Portrait of Rabbi Julius Baker"The Jewish community came into being two to three hundred years ago, and it ended with the beginning of the destruction of all Jewish presence in Poland. The Jews of Yedwabne were the first to be burned alive - because they were Jews. This was the accomplishment of the Gentile neighbors, the depraved and the defilers of humanity, with the permission of the Nazis, the monsters of history."

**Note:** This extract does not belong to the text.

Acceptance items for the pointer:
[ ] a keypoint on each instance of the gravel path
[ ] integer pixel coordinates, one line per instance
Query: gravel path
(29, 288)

Rabbi Julius L. Baker in his article "The Destruction of the Jewish Community of Jedwabne", Yizkor book [memorial book] Jedwabne, Jerusalem/New York 1980.

 

Portrait of Szmul Waserstzajn"On the morning of July 10, 1941, eight Gestapo men came to town and had a meeting with representatives of the town authorities. When the Gestapo asked what their plans were with respect to the Jews, they said, unanimously, that all Jews must be killed. When the Germans proposed to leave one Jewish family from each profession, local carpenter Bronislaw Szlezinski, who was present, answered: We have enough of our own craftsmen, we have to destroy all the Jews, none should stay alive. Mayor Karolak and everybody else agreed with his words. For this purpose Szlezinski gave his own barn, which stood nearby. After this meeting the bloodbath began… Beards of old Jews were burned, newborn babies were killed at their mothers' breasts, people were beaten murderously and forced to sing and dance. In the end they proceeded to the main action--the burning. The entire town was surrounded by guards so that nobody could escape; then Jews were ordered to line up in a column, four in a row, and the ninety-year-old rabbi and the shochet [Kosher butcher] were put in front, they were given a red banner, and all were ordered to sing and were chased into the barn. Hooligans bestially beat them up on the way… Bloodied and wounded, they were pushed into the barn. Then the barn was doused with kerosene and lit, and the bandits went around to search Jewish homes, to look for the remaining sick and children. The sick people they found they carried to the barn themselves, and as for the little children, they roped a few together by their legs and carried them on their backs, then put them on pitchforks and threw them onto smoldering coals."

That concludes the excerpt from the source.